Десять ораторов, все с разных каналов, один за другим брали слово.

Их речи были коротки: сжатая характеристика положения на месте, несколько типичных фактов относительно условий труда, несколько цифр относительно состояния организаций, затем выводы. Все сходились на том, что надо немедленно сообща начинать борьбу, иначе она вспыхнет разрозненно и стихийно, все признавали, что единственное оружие всеобщая забастовка, что ее лозунгом должно быть возвращение прежних условий труда, какие были до первой стачки.

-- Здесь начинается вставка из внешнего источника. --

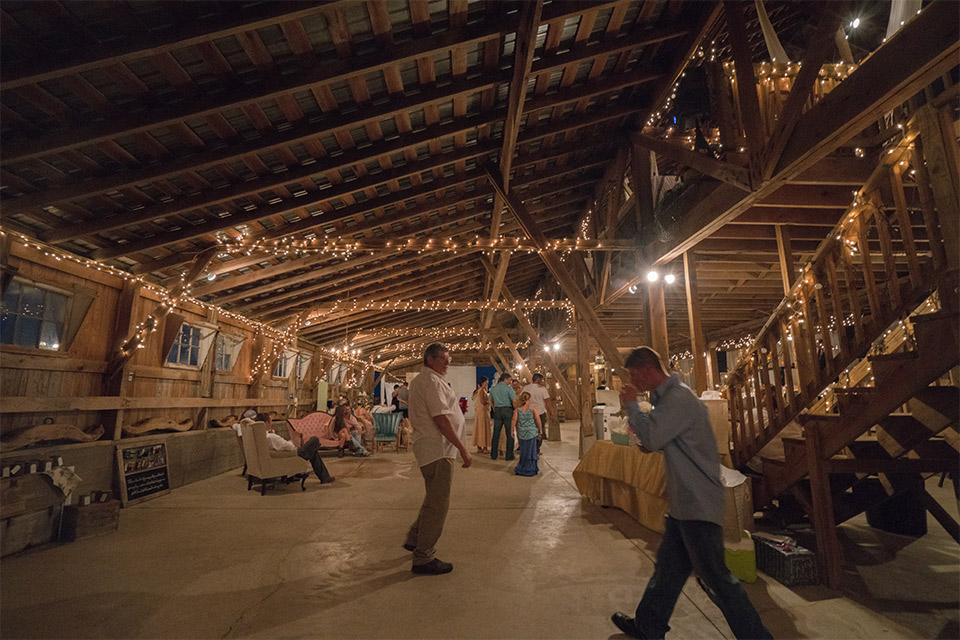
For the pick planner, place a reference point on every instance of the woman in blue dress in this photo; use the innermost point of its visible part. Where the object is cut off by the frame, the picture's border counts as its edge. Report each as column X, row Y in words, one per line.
column 526, row 427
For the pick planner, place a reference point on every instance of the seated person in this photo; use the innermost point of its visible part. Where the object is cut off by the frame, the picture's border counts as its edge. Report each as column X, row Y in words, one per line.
column 348, row 429
column 280, row 448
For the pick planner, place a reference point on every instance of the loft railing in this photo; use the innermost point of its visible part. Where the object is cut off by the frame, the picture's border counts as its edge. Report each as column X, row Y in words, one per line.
column 876, row 266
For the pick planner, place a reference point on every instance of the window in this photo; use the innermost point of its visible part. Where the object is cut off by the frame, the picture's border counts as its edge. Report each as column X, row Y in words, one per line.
column 284, row 364
column 228, row 348
column 186, row 348
column 303, row 363
column 32, row 317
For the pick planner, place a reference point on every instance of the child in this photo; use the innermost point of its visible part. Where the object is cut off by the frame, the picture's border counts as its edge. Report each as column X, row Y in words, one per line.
column 526, row 427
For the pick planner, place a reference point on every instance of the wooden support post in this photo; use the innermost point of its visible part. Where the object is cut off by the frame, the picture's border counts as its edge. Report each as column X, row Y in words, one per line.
column 550, row 258
column 940, row 154
column 641, row 181
column 585, row 386
column 788, row 270
column 721, row 102
column 713, row 366
column 698, row 344
column 828, row 547
column 117, row 382
column 658, row 321
column 746, row 88
column 524, row 369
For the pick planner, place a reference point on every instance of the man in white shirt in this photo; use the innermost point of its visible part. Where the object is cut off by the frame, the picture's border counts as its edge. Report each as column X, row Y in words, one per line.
column 540, row 402
column 437, row 437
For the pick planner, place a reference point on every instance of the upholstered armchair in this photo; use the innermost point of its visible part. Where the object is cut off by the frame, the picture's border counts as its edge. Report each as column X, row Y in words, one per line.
column 263, row 467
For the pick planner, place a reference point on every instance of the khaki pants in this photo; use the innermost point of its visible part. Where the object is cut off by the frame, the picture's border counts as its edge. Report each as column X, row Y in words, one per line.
column 425, row 532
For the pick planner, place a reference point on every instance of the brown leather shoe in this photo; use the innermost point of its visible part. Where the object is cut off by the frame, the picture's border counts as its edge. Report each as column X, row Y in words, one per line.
column 435, row 567
column 627, row 625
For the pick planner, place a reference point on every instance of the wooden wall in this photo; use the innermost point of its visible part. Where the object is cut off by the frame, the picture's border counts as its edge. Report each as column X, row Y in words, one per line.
column 70, row 386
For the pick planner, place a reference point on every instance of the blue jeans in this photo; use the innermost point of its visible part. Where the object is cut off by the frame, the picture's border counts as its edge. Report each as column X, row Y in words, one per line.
column 502, row 416
column 695, row 545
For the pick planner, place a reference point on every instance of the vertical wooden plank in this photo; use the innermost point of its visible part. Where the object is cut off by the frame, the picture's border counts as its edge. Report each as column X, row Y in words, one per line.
column 763, row 360
column 939, row 153
column 746, row 87
column 697, row 342
column 854, row 297
column 838, row 313
column 873, row 296
column 824, row 318
column 808, row 337
column 658, row 320
column 828, row 547
column 889, row 259
column 786, row 347
column 640, row 180
column 906, row 230
column 805, row 375
column 930, row 222
column 788, row 270
column 777, row 381
column 584, row 384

Некоторые предложили обратиться за поддержкой к железнодорожникам, механикам и углекопам, наилучше организованным из остальных рабочих — они также много потеряли за эти годы под ударами усилившихся синдикатов, и можно было надеяться, что они согласятся выступить одновременно со своими требованиями; тогда шансы победы были бы очень велики. Казалось, что план действий почти выяснен, когда слово взял немолодой сидевший рядом с председателем рабочий Арри.

— Братья, — сказал он, — я предлагаю вам дать слово для доклада моему сыну, инженеру Нэтти. Он присутствует здесь пока без права голоса, не как представитель союза, а как один из устроителей съезда. Некоторые из вас его знают: он объехал с поручениями по этому делу половину организаций. Мы привыкли не доверять чужим, и это правильно: сколько нас обманывали, сколько нам изменяли в прошлом! Но он не чужой нам, он из рабочей семьи, да и сам еще мальчиком работал на заводе. Он много учился: если под конец он пошел и туда, где учатся наши враги, то сделал это для того, чтобы найти новое оружие для защиты нашего дела. Вы не потеряете времени, если выслушаете его.

Все единодушно выразили согласие. Тогда поднялся высокий молодой человек с ясными, зеленовато-синими глазами.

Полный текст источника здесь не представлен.